Comment Oh goody. Back to daily reboots. (Score 1, Offtopic) 141

Things may have improved, but you still have to reboot for far too many Windows updates for a daily update cycle to be anything other than frustrating as hell for most people. Microsoft used to be hated for that before "Patch Tuesday" was started. I guess they never learned their lesson, and are going to drag the public kicking and screaming back into the daily boot cycle.

What a shame they couldn't have learned their lesson and either started issuing patches that don't require reboots for the most trivial of changes, or stick with "Patch Tuesday" to minimize the pain for the user.

Comment It boils down to luck (Score 1) 267

I was lucky enough to learn how to program in Neuron Data's toolkits before the 1.0 release of the GUI components were released to the public. I rode that gravy train for about 15 years before the market imploded, with a peak of $120/hr. in the mid-late '90s.

But I didn't choose that route -- I got lucky that something I knew well turned out to have relatively high demand (at least compared to the number of people who really knew that tool well.) I could just have easily been unlucky enough to learn one of the other two GUI toolkits that Northern Telecom was evaluating at the time.

On the database front, I missed out -- I was tasked with evaluating the first release of Ingres, and have never seen that product again in my entire career. Fortunately I was able to wrangle some Oracle work and training with my Ingres SQL experience, and from there sidestepped to Sybase ASE, DB/2 LUW, and SQL Server. But I had to work at becoming an SQL expert (cross-platform); with the GUI tools, I just got lucky.

On the major downside, most of my GUI experience is now useless because the only place you'll find Neuron Data left in are old legacy/maintenance-mode applications. There is no new work being done with Open Interface Toolkit.

Comment Re: Absolute bollocks (Score 1) 425

Those who try to classify mere coding as "programming" are the same ones who think you can teach "anybody" to "program." The problem is they have too low-balled a viewpoint on what the art of programming is. Calling a coder a programmer is like calling an apartment painter an artist; the jobs are only vaguely related. Slapping paint on a wall is no more "art" or "talent" than coding is compared to programming.

Comment Re: Absolute bollocks (Score 1) 425

I'm not talking about understanding the business; I'm talking about translating the chatter of those who do understand the business into algorithms, models, and architecture. I'm talking about having the knowledge to choose from the various platforms and frameworks available.

You can't just walk someone through a course and have them learn that.

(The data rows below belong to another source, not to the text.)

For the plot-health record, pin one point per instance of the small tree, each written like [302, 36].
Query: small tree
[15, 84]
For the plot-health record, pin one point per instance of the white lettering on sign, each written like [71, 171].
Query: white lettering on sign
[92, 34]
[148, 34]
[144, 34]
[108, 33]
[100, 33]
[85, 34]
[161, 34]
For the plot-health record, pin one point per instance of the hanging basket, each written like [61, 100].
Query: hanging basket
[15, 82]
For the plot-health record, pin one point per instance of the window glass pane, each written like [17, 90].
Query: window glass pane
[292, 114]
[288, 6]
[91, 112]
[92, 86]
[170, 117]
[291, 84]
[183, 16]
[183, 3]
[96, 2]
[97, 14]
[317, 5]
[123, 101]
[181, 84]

They have to have the passion to learn about those things on their own, and they have to have the talent to understand those issues and concepts.

You can teach someone to spew the buzzwords; that doesn't mean they know jack shit.

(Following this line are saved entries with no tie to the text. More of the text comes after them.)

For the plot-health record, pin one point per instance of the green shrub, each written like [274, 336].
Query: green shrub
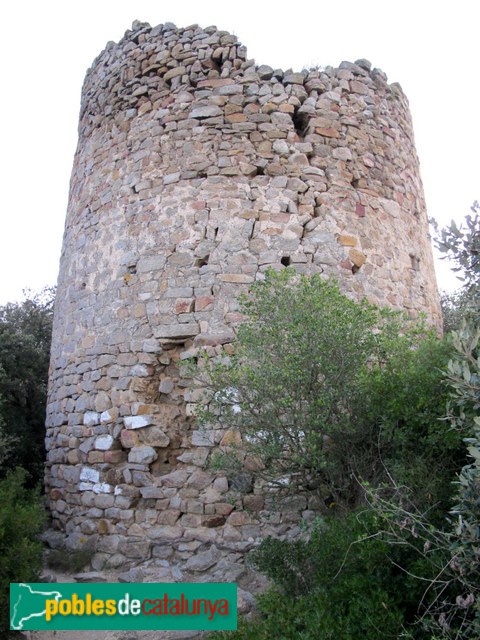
[340, 585]
[325, 391]
[21, 520]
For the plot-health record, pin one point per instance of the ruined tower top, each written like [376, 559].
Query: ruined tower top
[195, 171]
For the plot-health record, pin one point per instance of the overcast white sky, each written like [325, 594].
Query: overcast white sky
[46, 48]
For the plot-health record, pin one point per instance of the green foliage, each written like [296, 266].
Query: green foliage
[457, 309]
[21, 520]
[451, 601]
[462, 246]
[339, 585]
[407, 395]
[320, 387]
[25, 334]
[68, 562]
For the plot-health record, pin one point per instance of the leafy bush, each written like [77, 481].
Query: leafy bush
[21, 520]
[25, 334]
[324, 390]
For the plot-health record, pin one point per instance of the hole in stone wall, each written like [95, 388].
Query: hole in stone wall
[300, 122]
[202, 262]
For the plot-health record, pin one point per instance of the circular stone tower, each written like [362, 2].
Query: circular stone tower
[195, 171]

Comment Absolute bollocks (Score 2) 425

The truth is that programming isn't a passion or a talent, says Edge, it is just a bunch of skills that can be learned.

Competent, basic programming may be, but there is also an aspect of art and talent to it that can't be taught no matter how much the "we don't fail kids here" people might wish it weren't the case. Companies aren't looking for competent programmers -- they offshore those jobs. They're looking for the exceptional talent that can drive the whole process from top to bottom, including issuing the designs and models those "competent" programmers are expected to work from.

I may not believe in the "10x programmer", but I most certainly do not believe that just "anybody" can be taught to be good programmer. I don't believe that of anything except the most basic of manual labour jobs.